My dad, at least that's the way I still think of him even with the information he's just given me, shifts nervously where he sits.

"Your father and mother were troubled teenagers, Jessi.  When your mom met your dad, she was just coming out of the foster care system, still a kid really, and he was the son of a wealthy man who gave her anything she wanted.  They each had demons to work through and them being together was just an accident waiting to happen.  Your father was a drug user and your mother found it to be a good way to run away from her past.  He ended up dying from an overdose leaving your mother pregnant with you and basically by herself.  That's when I was sent to her."

"Sent to her?"

"I was allowed to help your mother, give her a descent life while she was pregnant with you.  Those years with your mom and you are still the happiest of my life.  I wanted to stay with you but knew that was just me being selfish."

"Selfish?” I ask, not understanding.  “If you wanted to stay with me, why didn't you?"

"That's a complicated answer," my dad says.  "First, you should know that even before your and Michael's souls melded in the Guf, God came there to have a talk with you."

I’m brought up short by this revelation.  "What did we have to talk about?"

"I don't know the specifics, but I do know he warned you what would happen when the Tear appeared because he told me that part too."

"So you always knew you would be going back to Heaven that night?"

"Yes."

"Did you know he would take my mother too?"

"Yes."

I pull my hands out of my father's grasp because I suddenly feel the sting of betrayal.

"How could you do that to me?" I ask, not hiding my growing resentment.  "How could the two of you just agree to abandon me like that?"

My father looks hurt by my choice of words, but how else am I supposed to see it?

"It was something you agreed to let happen, Jessi," my dad says, not using the information as an excuse, just stating fact.  "There wasn't anything I could do to change the path your life was supposed to take.  We had to leave in order for you to become obsessed with finding us.  That night was the catalyst for everything that followed and what brought you to this point in your life.  If we hadn't, you would have never joined the Watcher Agency.  It's something that had to happen in order to set you on the correct path."

My destiny.

My destiny could take a flying leap over a high cliff for all I cared.
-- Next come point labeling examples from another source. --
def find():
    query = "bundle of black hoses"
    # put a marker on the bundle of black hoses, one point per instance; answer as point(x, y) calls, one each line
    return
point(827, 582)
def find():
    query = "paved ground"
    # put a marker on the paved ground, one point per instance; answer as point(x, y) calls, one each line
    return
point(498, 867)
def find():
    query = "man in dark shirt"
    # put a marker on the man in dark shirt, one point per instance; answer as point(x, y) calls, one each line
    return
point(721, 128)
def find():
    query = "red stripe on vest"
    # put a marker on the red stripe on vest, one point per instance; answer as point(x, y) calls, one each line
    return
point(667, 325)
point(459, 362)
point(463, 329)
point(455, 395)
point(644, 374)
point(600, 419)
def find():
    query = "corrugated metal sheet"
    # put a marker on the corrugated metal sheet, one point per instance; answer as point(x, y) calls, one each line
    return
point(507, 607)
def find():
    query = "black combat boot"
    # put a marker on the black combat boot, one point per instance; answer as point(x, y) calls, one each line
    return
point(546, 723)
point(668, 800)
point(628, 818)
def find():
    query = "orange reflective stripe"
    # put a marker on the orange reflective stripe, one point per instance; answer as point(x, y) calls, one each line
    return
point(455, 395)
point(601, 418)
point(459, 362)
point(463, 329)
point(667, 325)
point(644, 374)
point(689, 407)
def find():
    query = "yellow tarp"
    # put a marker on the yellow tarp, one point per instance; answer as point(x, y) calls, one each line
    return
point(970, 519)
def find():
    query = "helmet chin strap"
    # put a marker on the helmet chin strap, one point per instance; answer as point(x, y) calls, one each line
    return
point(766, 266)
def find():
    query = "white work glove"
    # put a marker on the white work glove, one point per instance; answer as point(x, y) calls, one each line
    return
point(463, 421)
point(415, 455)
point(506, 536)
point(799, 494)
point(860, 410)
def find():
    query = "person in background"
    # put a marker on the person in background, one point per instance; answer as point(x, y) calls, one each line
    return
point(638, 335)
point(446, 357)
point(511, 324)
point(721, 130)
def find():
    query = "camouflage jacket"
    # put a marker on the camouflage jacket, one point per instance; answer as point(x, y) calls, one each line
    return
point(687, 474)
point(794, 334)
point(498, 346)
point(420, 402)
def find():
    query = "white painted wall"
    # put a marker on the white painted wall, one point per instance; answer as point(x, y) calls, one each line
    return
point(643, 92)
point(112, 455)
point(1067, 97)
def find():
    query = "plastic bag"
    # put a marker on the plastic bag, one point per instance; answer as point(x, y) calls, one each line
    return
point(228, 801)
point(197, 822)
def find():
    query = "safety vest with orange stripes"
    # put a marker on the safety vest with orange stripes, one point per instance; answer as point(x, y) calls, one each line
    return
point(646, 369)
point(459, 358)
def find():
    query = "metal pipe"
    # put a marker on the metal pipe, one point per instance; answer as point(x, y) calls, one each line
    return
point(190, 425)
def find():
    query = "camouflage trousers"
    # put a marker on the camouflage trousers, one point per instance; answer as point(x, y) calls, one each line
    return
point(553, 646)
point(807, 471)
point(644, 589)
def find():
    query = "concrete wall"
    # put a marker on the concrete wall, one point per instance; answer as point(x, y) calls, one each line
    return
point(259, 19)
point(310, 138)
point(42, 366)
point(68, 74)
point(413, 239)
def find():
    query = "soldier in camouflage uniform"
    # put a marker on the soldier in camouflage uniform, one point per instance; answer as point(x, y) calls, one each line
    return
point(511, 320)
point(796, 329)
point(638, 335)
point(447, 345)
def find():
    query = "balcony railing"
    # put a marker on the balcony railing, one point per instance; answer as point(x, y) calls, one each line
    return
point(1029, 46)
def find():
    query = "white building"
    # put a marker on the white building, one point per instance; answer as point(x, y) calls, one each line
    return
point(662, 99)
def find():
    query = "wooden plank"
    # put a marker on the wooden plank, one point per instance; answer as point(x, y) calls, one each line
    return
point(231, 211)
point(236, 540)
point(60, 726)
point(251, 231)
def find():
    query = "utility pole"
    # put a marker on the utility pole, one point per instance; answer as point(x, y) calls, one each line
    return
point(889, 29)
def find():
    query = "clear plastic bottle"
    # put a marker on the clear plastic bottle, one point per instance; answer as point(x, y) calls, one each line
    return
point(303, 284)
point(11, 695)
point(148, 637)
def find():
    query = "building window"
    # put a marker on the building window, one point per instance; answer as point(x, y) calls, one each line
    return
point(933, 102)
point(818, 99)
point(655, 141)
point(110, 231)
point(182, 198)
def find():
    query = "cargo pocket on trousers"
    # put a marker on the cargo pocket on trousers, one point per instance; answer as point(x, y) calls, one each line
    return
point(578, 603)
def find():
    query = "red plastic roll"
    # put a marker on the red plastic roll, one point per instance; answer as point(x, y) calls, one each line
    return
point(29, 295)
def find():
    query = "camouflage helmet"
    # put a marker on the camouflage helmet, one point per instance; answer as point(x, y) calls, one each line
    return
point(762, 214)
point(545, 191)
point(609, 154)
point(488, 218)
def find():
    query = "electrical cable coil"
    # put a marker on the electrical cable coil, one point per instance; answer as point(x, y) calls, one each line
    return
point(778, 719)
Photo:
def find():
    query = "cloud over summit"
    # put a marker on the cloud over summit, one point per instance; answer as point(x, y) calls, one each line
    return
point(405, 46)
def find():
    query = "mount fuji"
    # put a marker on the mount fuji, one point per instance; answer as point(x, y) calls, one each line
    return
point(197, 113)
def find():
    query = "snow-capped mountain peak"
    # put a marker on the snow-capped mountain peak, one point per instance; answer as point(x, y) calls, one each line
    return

"Where is she? Where is my mother?" I demand.

"I don't know."

"You don't know or you're just not allowed to say?" I ask, letting my irritation show. 

"I swear to you, Jessi.  I don't know.  If I did, I would tell you whether I was allowed to or not."

"Do you know what happened to her?  Do you know anything?"

"The only thing I was told was that she would be given another life."

"Did she agree to leave me or was she just taken away?"

I see my Dad's jaw tense like he doesn't want to say his next words.  "She agreed to go."

I close my eyes and feel the ache of my heart burn inside my chest as the realization of my abandonment hits home.  Lucifer had it right all along.  My parents did abandon me.  My father may not have had a choice because of God’s involvement but my mother willingly left.

"So she agreed to leave me," I say, letting the words hang in the air as my tears fall freely.